Nomad v0.12.0-beta2 (5b80d4e638f1a27eee3ca245f8babb115e4c098d)
Same with Nomad 0.11.3 GA
Elementary Linux 5.x (based off Ubuntu 18.04)
uname -a
Linux mynodename 5.3.0-61-generic #55~18.04.1-Ubuntu SMP Mon Jun 22 16:40:20 UTC 2020 x86_64 x86_64 x86_64 GNU/Linux
lsb_release -a
No LSB modules are available.
Distributor ID: elementary
Description: elementary OS 5.1.5 Hera
Release: 5.1.5
Codename: hera
Nomad agent fails to start with the following error:
nomad agent -dev
==> No configuration files loaded
==> Starting Nomad agent...
nomad: symbol lookup error: nomad: undefined symbol: nvmlDeviceGetPciInfo_v3
run "nomad agent -dev"
n/a
Additional information that might be useful:
lspci | grep -i vga
02:00.0 VGA compatible controller: NVIDIA Corporation G98 [Quadro NVS 295] (rev a1)

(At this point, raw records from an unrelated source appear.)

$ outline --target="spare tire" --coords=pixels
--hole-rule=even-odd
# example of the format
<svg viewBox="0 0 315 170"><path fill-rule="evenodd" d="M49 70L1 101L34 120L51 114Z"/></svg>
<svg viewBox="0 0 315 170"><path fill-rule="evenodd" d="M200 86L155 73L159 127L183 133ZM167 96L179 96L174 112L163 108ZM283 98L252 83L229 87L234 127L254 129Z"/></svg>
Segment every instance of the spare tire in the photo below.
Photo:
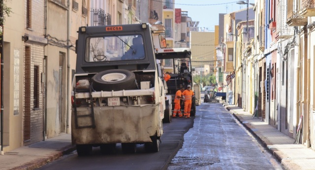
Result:
<svg viewBox="0 0 315 170"><path fill-rule="evenodd" d="M96 91L111 91L135 89L136 77L129 70L114 69L100 72L92 78L93 89Z"/></svg>

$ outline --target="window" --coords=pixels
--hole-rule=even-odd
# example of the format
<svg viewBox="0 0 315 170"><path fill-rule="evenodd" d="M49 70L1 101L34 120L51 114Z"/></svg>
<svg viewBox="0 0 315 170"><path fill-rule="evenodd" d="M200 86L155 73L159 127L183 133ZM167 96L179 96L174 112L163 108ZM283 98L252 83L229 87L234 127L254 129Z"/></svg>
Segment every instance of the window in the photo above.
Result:
<svg viewBox="0 0 315 170"><path fill-rule="evenodd" d="M38 98L39 97L38 94L38 84L39 78L38 75L38 67L34 66L34 87L33 87L33 108L38 108L39 107L39 102L38 100Z"/></svg>
<svg viewBox="0 0 315 170"><path fill-rule="evenodd" d="M26 28L32 28L32 0L26 1Z"/></svg>
<svg viewBox="0 0 315 170"><path fill-rule="evenodd" d="M164 60L164 67L172 67L172 62L171 59L165 59Z"/></svg>
<svg viewBox="0 0 315 170"><path fill-rule="evenodd" d="M79 3L74 0L72 0L72 9L75 11L77 11L79 10Z"/></svg>
<svg viewBox="0 0 315 170"><path fill-rule="evenodd" d="M164 21L165 27L165 35L167 37L172 37L172 19L165 19Z"/></svg>
<svg viewBox="0 0 315 170"><path fill-rule="evenodd" d="M233 61L233 48L229 48L227 50L227 55L228 58L227 59L228 62L232 62Z"/></svg>
<svg viewBox="0 0 315 170"><path fill-rule="evenodd" d="M144 44L140 34L89 37L85 60L87 62L142 60L145 56Z"/></svg>
<svg viewBox="0 0 315 170"><path fill-rule="evenodd" d="M173 0L165 0L163 8L164 9L173 9Z"/></svg>

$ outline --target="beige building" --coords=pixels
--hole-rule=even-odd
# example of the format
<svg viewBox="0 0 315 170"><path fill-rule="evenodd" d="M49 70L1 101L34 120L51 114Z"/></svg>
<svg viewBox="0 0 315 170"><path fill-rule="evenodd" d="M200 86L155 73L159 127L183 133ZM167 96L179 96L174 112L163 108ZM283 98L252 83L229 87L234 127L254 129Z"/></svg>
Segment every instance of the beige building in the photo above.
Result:
<svg viewBox="0 0 315 170"><path fill-rule="evenodd" d="M215 60L215 33L190 32L193 68L203 75L213 74Z"/></svg>
<svg viewBox="0 0 315 170"><path fill-rule="evenodd" d="M89 0L10 1L4 26L2 151L69 132L76 31Z"/></svg>

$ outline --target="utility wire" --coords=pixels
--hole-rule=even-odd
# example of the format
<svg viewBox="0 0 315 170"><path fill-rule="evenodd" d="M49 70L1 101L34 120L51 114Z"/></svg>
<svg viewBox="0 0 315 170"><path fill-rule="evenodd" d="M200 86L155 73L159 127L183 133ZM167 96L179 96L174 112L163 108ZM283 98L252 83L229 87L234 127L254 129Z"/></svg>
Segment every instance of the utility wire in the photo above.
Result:
<svg viewBox="0 0 315 170"><path fill-rule="evenodd" d="M152 0L152 1L155 1L156 2L164 2L163 1L161 1L161 0ZM178 3L166 2L165 3L168 3L168 4L174 4L176 5L188 5L188 6L214 6L214 5L225 5L226 4L229 4L229 3L234 3L237 2L237 1L235 1L232 2L214 3L214 4L184 4L184 3Z"/></svg>

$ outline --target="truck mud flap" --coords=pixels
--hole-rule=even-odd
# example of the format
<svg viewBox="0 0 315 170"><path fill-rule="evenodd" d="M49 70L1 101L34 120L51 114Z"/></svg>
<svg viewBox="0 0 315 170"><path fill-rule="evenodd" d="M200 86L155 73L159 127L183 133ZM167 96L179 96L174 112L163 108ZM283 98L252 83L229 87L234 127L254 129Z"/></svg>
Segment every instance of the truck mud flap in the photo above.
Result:
<svg viewBox="0 0 315 170"><path fill-rule="evenodd" d="M74 120L75 122L75 128L77 129L82 128L95 128L95 119L94 117L94 102L93 101L93 98L92 97L92 86L90 86L90 101L91 102L91 112L89 114L78 115L77 111L77 105L76 104L75 99L75 92L76 89L74 89L74 95L73 95L73 108L74 111ZM78 123L78 119L79 118L84 118L85 117L90 117L91 119L91 124L84 126L79 126Z"/></svg>

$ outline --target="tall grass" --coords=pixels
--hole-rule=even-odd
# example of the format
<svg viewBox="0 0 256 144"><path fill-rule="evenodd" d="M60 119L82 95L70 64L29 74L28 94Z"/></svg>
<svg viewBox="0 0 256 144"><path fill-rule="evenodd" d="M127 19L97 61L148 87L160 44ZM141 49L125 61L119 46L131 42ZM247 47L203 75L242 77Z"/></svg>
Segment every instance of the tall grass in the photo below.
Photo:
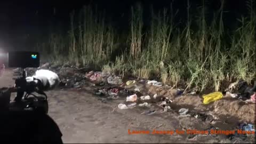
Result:
<svg viewBox="0 0 256 144"><path fill-rule="evenodd" d="M203 2L198 7L196 17L190 14L187 2L185 27L174 25L177 13L172 9L156 13L152 9L151 26L145 27L142 6L131 7L130 31L123 39L106 22L104 12L86 6L79 12L70 14L67 35L52 34L38 49L47 47L44 49L45 53L51 52L56 61L64 62L63 58L67 56L74 65L97 65L103 70L123 76L131 74L156 78L177 87L185 86L186 90L196 86L201 91L209 89L219 91L224 82L242 78L250 83L255 78L253 1L247 2L250 17L239 19L239 27L231 34L223 23L223 1L210 21L205 18L206 4ZM195 28L191 23L196 24ZM117 55L115 62L110 62L110 55L121 48L116 44L127 42L128 53Z"/></svg>

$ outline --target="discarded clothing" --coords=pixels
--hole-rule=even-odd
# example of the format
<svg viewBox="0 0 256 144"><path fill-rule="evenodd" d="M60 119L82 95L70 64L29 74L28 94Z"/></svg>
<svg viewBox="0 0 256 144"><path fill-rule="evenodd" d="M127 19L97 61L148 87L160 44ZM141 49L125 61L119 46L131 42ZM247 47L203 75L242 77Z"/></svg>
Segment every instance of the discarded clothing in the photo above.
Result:
<svg viewBox="0 0 256 144"><path fill-rule="evenodd" d="M223 94L221 92L216 92L207 95L203 96L204 98L204 104L208 104L211 102L219 100L223 97Z"/></svg>
<svg viewBox="0 0 256 144"><path fill-rule="evenodd" d="M110 84L113 85L121 85L123 84L123 81L118 76L110 76L108 77L108 83Z"/></svg>
<svg viewBox="0 0 256 144"><path fill-rule="evenodd" d="M149 95L145 95L145 96L140 97L140 99L142 100L150 100L151 98L150 98L150 97L149 97Z"/></svg>
<svg viewBox="0 0 256 144"><path fill-rule="evenodd" d="M134 102L137 100L137 95L134 94L126 97L126 101Z"/></svg>
<svg viewBox="0 0 256 144"><path fill-rule="evenodd" d="M152 84L153 85L157 86L162 86L163 84L161 82L158 82L156 81L149 81L147 83L148 84Z"/></svg>

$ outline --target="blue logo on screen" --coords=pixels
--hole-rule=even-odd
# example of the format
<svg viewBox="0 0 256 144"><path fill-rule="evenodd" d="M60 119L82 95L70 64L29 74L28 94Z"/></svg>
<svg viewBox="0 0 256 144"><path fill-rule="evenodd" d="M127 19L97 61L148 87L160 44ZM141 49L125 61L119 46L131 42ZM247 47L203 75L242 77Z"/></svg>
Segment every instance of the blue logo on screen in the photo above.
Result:
<svg viewBox="0 0 256 144"><path fill-rule="evenodd" d="M36 54L31 54L31 57L32 59L36 59L36 58L37 58L37 55L36 55Z"/></svg>

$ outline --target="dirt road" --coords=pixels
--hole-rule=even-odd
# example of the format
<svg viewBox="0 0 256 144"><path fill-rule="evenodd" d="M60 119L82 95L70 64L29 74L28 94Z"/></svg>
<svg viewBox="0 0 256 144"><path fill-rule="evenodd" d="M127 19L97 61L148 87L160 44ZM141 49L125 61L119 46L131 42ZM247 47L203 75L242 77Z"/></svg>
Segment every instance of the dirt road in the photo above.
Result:
<svg viewBox="0 0 256 144"><path fill-rule="evenodd" d="M0 78L0 86L11 86L13 72L8 69ZM128 130L181 131L184 126L202 130L204 123L191 117L179 118L175 113L141 115L150 108L121 110L123 99L102 102L93 94L88 84L85 89L56 90L47 92L49 115L58 124L65 143L213 143L230 142L223 137L201 137L196 141L187 140L187 134L129 134ZM12 99L13 98L12 95Z"/></svg>

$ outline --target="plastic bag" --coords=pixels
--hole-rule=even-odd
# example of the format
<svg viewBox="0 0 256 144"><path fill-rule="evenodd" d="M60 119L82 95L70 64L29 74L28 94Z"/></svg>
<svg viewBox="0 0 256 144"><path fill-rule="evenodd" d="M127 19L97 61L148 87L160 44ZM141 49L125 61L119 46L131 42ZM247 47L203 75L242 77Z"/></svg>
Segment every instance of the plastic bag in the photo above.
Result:
<svg viewBox="0 0 256 144"><path fill-rule="evenodd" d="M206 95L203 95L204 104L208 104L211 102L219 100L223 97L223 94L221 92L215 92Z"/></svg>

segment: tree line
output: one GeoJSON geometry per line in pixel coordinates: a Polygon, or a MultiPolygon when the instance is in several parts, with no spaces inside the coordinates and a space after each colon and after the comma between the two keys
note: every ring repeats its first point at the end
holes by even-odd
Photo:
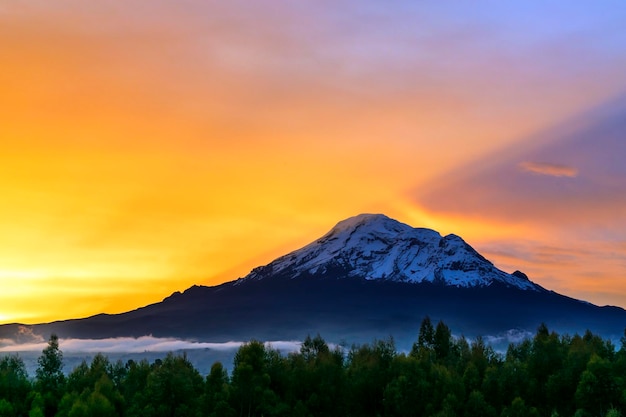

Steps to install the drivers was:
ubuntu-drivers autoinstall
nvidia-smi
+------------------------------------------------------+
| NVIDIA-SMI 340.108 Driver Version: 340.108 |
|-------------------------------+----------------------+----------------------+
| GPU Name Persistence-M| Bus-Id Disp.A | Volatile Uncorr. ECC |
| Fan Temp Perf Pwr:Usage/Cap| Memory-Usage | GPU-Util Compute M. |
|===============================+======================+======================|
| 0 Quadro NVS 295 Off | 0000:02:00.0 N/A | N/A |
| N/A 63C P12 N/A / N/A | 56MiB / 255MiB | N/A Default |
+-------------------------------+----------------------+----------------------+
+-----------------------------------------------------------------------------+
| Compute processes: GPU Memory |
| GPU PID Process name Usage |
|=============================================================================|
| 0 Not Supported |
+-----------------------------------------------------------------------------+
Sorry for the slow response. Looks like nomad requires a more recent driver than the ones that are bundled with Linux kernel. Can you try upgrading your driver and let us know if that works?
It seems that Linux is bundling legacy drivers by default. Nomad currently requires a more recent versions like the ones bundled with CUDA 9 or 10.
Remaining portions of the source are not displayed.